So that’s an average of… $4.5 per player. For reference Overwatch 1 sold 50 million box sales, and made $40 on each of those (outside of discounts), and a lot of those were the $60 origins edition, since that was the only version they sold physical copies of, and then there’s also however much they made from selling lootboxes.
So who is this business model benefiting exactly if the players get less stuff and the company makes less money?
Overwatch does not have 50 million active users. If this person is not accurate about one thing there is no reason to believe they are accurate about the revenue either. So we have no idea how many active users Overwatch gets or what kind of revenue its made so far.
Does Blizzard disclose the revenue number of shareholder meeting reports?
The whole paragraph that this info was taken from is specifically about launch. 50M players and $225M during an undefined launch window is how I interpret it personally. Seems the game journalists are ignoring context and making assumptions per usual.
It has 50 million accounts. Of that 26 million are active (playing each month). So probably much nearer 10 million players, maybe 15 million tops.
It made $225m in 2023, and made $100m in its first 3 months (2022). So it seems to have done pretty well.
For reference, OW1 made around $1billion in its first year. But that money tailed off very quickly once lootbox sales died off a cliff and accounts were being sold in sales for for less than $10. It was making less than $40m in its last year, possibly less than $20m, but they aren’t very open with that. Just that it was with the group of games that made only 10% of its revenue.
So yes, OW2 made “less” in the first year. But, the test will be can it keep up similar revenues year on year.
This isn’t true. It is 50m total accounts that was a “landmark” reach in the last few days.
There is about 20k average on Steam (such a tiny % of people use that), and around 360k players playing within the last hour. 26m active accounts in the last 30 days. Game is up about 40% since launch.

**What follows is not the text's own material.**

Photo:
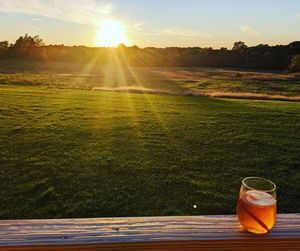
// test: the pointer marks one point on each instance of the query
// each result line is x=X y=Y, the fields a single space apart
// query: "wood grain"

Unironically ActiBlizz suits looking to collect fat bonuses before the Microsoft buyout went through. I’m not sure why anyone believed otherwise but OW2 was a salvage project that exists purely as a short term injection into the company. It was never intended to be a timeless beloved title or nearly as successful as the first game once was. As long as OW2 brought in decent money for year one, then it did its job. Hence why they also killed OW1 so that it could not cannibalize their own sales by simply being better in almost every way.
This is what the $225 million this thread is taking about is from? It’s just this guy’s LinkedIn summary. Even though he seems to be strictly talking launch period Overwatch 2, there is no context, dates or time periods to put to that figure.
Then their are accounts that just dont stay active every season.
Most of their money comes from a hand full of “Whales” or people with loads of expendable money. And usually not a lot of time to spend in game.
So they will not only buy store skins, but will also dump like $200+ to skip the battle pass.
On another note, any copy of overwatch sold on consoles would have a 30% cut taken from the digital and physical sales from the store their sold from.
While Physical copies get have to put up the $5~7ish dollars or so for the physical printing and shipping of the product. (this various tho greatly, and is just a rough estimate)
So blizz wasn’t making as much money off of a large chunk of those games.
Be it the PC pre steam release versions of the game do in fact get all the full $40 dollars.
look, its not complicated: one time sales give you much money, all at once. a service bunisness model with microtransactions gives you less money all at once but more money over time. wooooooooooooooooaaaaaaaaaaaaaah right?